Meanwhile, the dual-channel Athlon 64 variants, the FX-51 and FX-53, have been absolutely laying waste to our entire benchmark suite. Those chips are expensive, however, and have a few liabilities. The Athlon 64 FX processors inherit their dual-channel memory capabilities from the Opteron line, and they slide into the same 940-pin socket as the Opteron. Socket 940 processors require registered DIMMs, which are a little odd, a little pricey, and have slightly higher memory access latencies than regular ol’ unbuffered DIMMs. Also, the motherboard options for the Athlon 64 FX have been adequate, but not particularly spectacular, varied, or affordable.
Socket 939 promises to address these problems by allowing motherboard manufacturers to make dual-channel DDR400 motherboards with cheaper four-layer PCBs, and by allowing the use of unbuffered DIMMs. Also, AMD has officially blessed the use of a 5X multiplier on the HyperTransport links connecting Socket 939 processors to the rest of the system, raising the peak effective bandwidth for this link to 8.0GB/s.
Today, AMD lifts the curtains on four new processors, three of them for Socket 939. We’ve had two of those CPUs, the Athlon 64 3800+ and Athlon 64 FX-53 (939-pin edition), in Damage Labs for review.

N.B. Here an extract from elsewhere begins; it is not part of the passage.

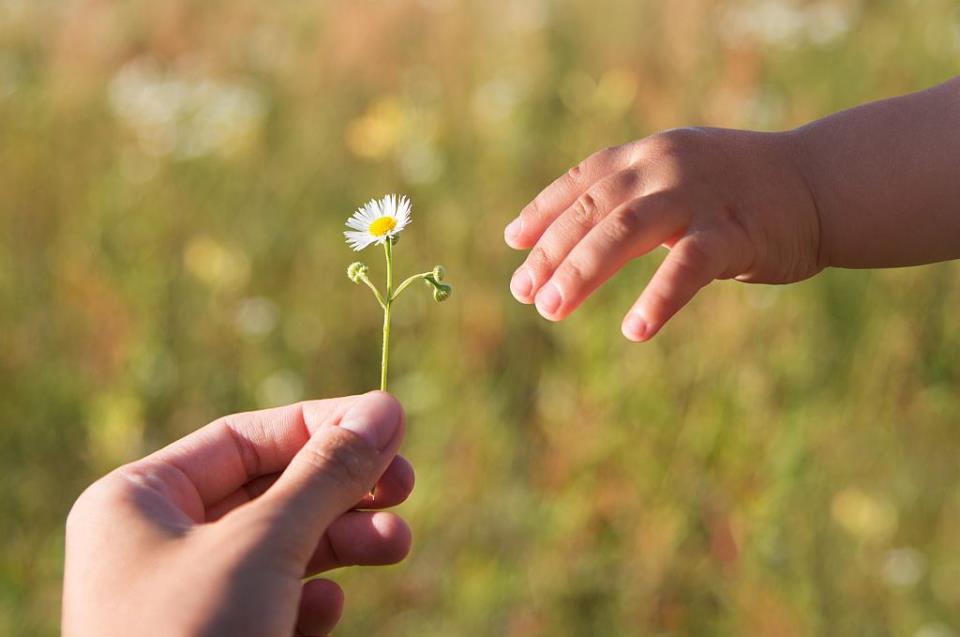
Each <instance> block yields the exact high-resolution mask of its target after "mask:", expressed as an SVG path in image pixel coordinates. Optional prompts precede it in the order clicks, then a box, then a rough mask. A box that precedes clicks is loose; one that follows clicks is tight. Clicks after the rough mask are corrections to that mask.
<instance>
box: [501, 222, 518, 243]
mask: <svg viewBox="0 0 960 637" xmlns="http://www.w3.org/2000/svg"><path fill="white" fill-rule="evenodd" d="M522 228H523V223H522V222H521V221H520V217H517V218H516V219H514V220H513V221H511V222H510V224H509V225H508V226H507V227H506V228H505V229H504V231H503V238H504V239H506V240H507V243H512V242H514V241H516V240H517V237H519V236H520V230H521V229H522Z"/></svg>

Naturally, we’ve run them through our gauntlet of benchmarks and compared them to nearly 20 different competing processors. Keep reading to find out whether Socket 939 lives up to its promise.
Socket 939 up close
Both of the new AMD CPUs we have for review run at 2.4GHz and drop into a 939-pin socket. In fact, the main difference between the Athlon 64 3800+ and Athlon 64 FX-53 is 512K of on-chip cache. Like its 940-pin counterpart, the Socket 939 Athlon 64 FX has 1MB of L2 cache on chip, while the Athlon 64 3800+ has 512K of L2 cache. Before we get worked into a fit of hysterics trying to explain AMD’s model number schemes, let’s have a look one of the new Socket 939 chips.
The 939-pin Athlon 64 doesn’t look wildly different from its predecessors, and at first glance, one might think that the only difference between the 940- and 939-pin chips was that single missing pin at the lower left corner of the picture above. However, a closer look reveals that AMD has moved the location of some of the “gaps” in the pin configuration where no pins exist. Socket 939 is well and truly incompatible with Socket 940, so there’s no hope of running a 939-pin chip in a 940-pin motherboard. The worlds of the Athlon and the Opteron will be a little more separate from now on.

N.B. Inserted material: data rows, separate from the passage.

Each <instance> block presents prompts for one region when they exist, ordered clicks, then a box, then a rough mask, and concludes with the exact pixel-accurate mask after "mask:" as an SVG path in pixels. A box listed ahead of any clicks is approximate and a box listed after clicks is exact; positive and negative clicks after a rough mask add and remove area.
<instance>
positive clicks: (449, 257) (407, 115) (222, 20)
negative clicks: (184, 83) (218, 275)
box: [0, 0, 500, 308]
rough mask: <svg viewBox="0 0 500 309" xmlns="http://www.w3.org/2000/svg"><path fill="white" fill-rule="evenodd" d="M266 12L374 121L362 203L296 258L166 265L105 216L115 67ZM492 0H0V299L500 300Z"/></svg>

In addition to the Athlon 64 3800+ and FX-53 (939-pin edition), AMD is introducing two other chips: the 939-pin Athlon 64 3500+ running at 2.2GHz with 512K of L2 cache, and the Athlon 64 3700+ intended for Socket 754, with a 1MB L2 cache and a 2.4GHz clock speed.
Confused yet? If so, you’re probably not alone. AMD’s model numbering methods continue to elude me. Prior to the introduction of these chips, I had thought that AMD was using clock speed increments and cache sizes in a fairly predictable way: adding or removing 200MHz in clock frequency would move the model number up or down by 200, as would the transition from 512K of L2 cache to 1MB (or vice versa). Thus, the Athlon 64 3000+ runs at 2.0GHz with 512K of L2 cache, while the Athlon 64 3200+ runs at 2.0GHz with 1MB of L2 cache. The Athlon 64 3400+ also packs 1MB of L2, but clocks in at 2.2GHz. All neat and logical, right?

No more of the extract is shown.